Supply chain financier Greensill Capital – a major funding source for Gupta’s GFG Alliance – is reportedly also in discussions to sell its core operations to Appollo Global Management.
Giles MP Eddie Hughes, whose electorate covers Whyalla, said he had been in talks with the Australian Workers Union, GFG at a local level, steelworks staff and contractors since the Greensill issue began emerging a week ago.
“There’s obviously uncertainty, which is never good, given the complex set of financial arrangements which have still got to sort themselves out,” he told InDaily.
“I live in a community that’s been through uncertain times in the past – this is the fifth time I’ve been through something like this.
“Three generations of my family has worked at the steelworks and one of my sons currently works there.
“The attitude of the workforce is we’re going in, we’re getting paid and we’ll just get on with it.”
Supply chain finance is typically used to pay suppliers for their goods and services quickly at a discounted rate rather than making them wait up to 90 days for payment.
Companies such as GFG Alliance would then pay Greensill the full amount at later date.
Hughes said it was his understanding that many local suppliers had continued to be paid by the steelworks.
“When I spoke to GFG late last week they said the latest round of payments to suppliers had gone out and there has been a focus on ensuring some of those smaller to mid-size contractors are looked after,” he said.
“Sometimes there are delays but it looks as though payments have been made.
“GFG has come out with some public statements and in conversations I have had they are looking to secure financing – there is still that uncertainty around how this might play out.”

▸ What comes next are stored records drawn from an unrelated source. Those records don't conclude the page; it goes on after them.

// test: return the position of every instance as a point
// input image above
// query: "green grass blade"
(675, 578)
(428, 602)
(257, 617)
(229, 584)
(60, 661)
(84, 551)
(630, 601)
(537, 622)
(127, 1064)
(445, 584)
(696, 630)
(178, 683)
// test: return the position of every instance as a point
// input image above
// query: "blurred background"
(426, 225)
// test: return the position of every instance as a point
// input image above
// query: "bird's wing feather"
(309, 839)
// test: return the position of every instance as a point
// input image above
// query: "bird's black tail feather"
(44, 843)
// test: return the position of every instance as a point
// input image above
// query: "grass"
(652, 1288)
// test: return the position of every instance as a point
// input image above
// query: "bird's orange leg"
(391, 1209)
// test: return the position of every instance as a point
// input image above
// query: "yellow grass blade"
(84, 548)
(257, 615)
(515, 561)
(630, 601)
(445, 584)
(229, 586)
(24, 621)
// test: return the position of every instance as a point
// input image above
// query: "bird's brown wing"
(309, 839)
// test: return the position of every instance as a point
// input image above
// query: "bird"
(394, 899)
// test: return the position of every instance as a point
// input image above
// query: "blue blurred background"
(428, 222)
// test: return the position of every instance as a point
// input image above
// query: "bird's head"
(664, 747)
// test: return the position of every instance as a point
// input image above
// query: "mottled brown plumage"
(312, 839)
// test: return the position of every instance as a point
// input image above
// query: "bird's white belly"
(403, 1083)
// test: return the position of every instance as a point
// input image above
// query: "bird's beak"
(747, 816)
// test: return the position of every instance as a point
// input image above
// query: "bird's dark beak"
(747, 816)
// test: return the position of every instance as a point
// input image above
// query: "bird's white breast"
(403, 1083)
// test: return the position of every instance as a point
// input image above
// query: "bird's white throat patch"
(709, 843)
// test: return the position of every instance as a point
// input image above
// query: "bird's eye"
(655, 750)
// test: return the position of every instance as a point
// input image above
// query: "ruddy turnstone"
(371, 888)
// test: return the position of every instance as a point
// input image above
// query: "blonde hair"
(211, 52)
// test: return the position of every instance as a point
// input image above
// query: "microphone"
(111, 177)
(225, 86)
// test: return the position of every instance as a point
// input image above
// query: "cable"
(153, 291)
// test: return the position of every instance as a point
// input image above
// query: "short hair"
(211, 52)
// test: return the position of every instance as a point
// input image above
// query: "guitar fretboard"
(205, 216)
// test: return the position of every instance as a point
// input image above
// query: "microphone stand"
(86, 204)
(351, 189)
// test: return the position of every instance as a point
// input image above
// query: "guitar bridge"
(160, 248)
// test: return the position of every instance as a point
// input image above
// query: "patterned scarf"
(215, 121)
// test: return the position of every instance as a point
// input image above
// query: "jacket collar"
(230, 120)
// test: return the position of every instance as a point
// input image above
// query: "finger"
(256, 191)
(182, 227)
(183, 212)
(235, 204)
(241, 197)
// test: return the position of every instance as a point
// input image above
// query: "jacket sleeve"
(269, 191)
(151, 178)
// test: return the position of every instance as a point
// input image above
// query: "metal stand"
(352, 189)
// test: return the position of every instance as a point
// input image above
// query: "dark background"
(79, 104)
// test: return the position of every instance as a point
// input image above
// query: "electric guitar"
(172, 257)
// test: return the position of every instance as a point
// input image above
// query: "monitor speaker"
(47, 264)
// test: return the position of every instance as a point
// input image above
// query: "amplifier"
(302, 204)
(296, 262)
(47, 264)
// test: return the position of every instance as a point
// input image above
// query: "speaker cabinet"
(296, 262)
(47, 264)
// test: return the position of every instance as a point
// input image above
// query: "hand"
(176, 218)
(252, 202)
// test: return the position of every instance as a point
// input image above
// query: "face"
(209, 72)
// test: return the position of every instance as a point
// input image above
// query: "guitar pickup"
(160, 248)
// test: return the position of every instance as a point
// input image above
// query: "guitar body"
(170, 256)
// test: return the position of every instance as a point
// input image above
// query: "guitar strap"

The former state Labor government committed to a $50 million support package for the Whyalla steelworks expansion. While the Liberal government has said it will honour the commitment, it is yet to hand over any of the money.
Treasurer Rob Lucas last week said it still intended to pay the $50 million but would only spend it on “tangible infrastructure projects that would assist the transformation of Whyalla into an efficient operating plant”.
“We’ve made it clear that we’re not interested in using that $50 million of taxpayers money to assist repayment of debt or financing of loans or paying off suppliers,” he told InDaily on Friday.
About 1200 people work at the Whyalla steelworks, Whyalla’s biggest employer.
UK-based Sanjeev Gupta was hailed a saviour of the business and town after former steelworks owner Arrium went into administration and he took it over in 2017, vowing to improve and expand the operation.
GFG had planned a $1 billion upgrade at Whyalla but that was delayed by up to seven years last year as the global alliance flagged huge cuts amid sluggish steel sales.
Hughes said almost a quarter of the jobs in the Whyalla region were dependent on the steel industry.
“For every one job in the steel mill and mining here in Whyalla there’s another two out in the community so it is incredibly important we get this right,” the Labor MP said.
“But we also need that capacity as a nation to provide structural steel and rail and Whyalla is the only integrated steelworks that provides that service in the Australian economy.
“My view is there is a real future for steelmaking here in Whyalla but it does require that injection of investment dollars to modernise the plant – we’re talking about a plant that was commissioned in 1965.”